Clearly, we were no match for our arch-rival Digital Equipment, which managed to outlast Wang by quite a few years.
Even in death, they out do Wang. DEC stock certificates are going for $395. Even Data General's are running for $195.
Life is unfair! Death is unfair!
I can't stop trolling, there's too much of interest on this site.
Stop, stop, stop before I go off on a daffy, unhealthy stock certificate buying spree. I've been such a poor judge of actual stocks themselves, perhaps I can pick some defunct company certificates that will appreciate in value...
And speaking of daffy, here's a beauty on sale for only for only $195!
Oh, I know, Daffy is Warner Brothers, Goofy is Disney, but wouldn't I love to own this one:
A 1944 Disney war bond $195. I must have it now!
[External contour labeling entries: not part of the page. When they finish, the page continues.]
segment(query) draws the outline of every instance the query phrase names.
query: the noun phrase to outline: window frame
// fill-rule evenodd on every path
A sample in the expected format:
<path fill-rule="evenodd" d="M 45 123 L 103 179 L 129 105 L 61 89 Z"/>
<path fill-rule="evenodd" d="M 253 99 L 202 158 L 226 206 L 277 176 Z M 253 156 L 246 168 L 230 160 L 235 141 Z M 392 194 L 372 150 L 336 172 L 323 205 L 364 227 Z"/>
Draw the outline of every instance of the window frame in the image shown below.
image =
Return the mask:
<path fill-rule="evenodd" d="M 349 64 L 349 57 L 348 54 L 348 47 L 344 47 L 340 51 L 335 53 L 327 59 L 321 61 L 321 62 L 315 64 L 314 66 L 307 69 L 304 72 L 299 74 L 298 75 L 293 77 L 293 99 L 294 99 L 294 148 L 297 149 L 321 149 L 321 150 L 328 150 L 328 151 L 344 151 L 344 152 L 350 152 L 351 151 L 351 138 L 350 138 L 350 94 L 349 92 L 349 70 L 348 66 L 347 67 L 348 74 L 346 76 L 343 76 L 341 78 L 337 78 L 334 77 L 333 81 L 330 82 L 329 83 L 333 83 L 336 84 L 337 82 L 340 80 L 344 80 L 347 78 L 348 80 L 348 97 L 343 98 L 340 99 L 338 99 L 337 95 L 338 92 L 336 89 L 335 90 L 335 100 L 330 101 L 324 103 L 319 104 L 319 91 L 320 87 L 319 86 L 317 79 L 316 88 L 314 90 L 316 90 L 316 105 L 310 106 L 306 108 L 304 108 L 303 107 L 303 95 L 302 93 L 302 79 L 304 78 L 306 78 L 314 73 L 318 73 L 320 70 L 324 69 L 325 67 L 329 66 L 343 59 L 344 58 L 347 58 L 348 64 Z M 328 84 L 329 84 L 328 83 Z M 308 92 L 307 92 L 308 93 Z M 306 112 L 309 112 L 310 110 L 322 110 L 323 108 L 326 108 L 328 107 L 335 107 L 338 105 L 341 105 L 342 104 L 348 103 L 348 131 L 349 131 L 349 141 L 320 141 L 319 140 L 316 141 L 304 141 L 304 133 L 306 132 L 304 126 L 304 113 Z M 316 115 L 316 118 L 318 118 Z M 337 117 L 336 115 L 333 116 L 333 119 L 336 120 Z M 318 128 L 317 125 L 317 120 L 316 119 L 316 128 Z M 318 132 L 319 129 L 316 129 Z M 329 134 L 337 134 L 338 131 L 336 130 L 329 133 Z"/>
And, I know it pre-dated me, but is it too late to help that particular war effort? It sure was worth winning, wasn't it?
Now that I look at the bond, I see Mickey, but where's Minnie? I see Donald, but where's Daisy? The Seven Dwarfs, but no Snow White. There's Bambi - but wasn't Bambi a boy? Is that other deer-like thing Bambi's mother? Probably - only she dies!
Come on, Walt, women participated in the war effort, too. Just ask Eleanor Roosevelt. And Rosie the Riveter. And my mother's friend Ethel, who was a WAVE.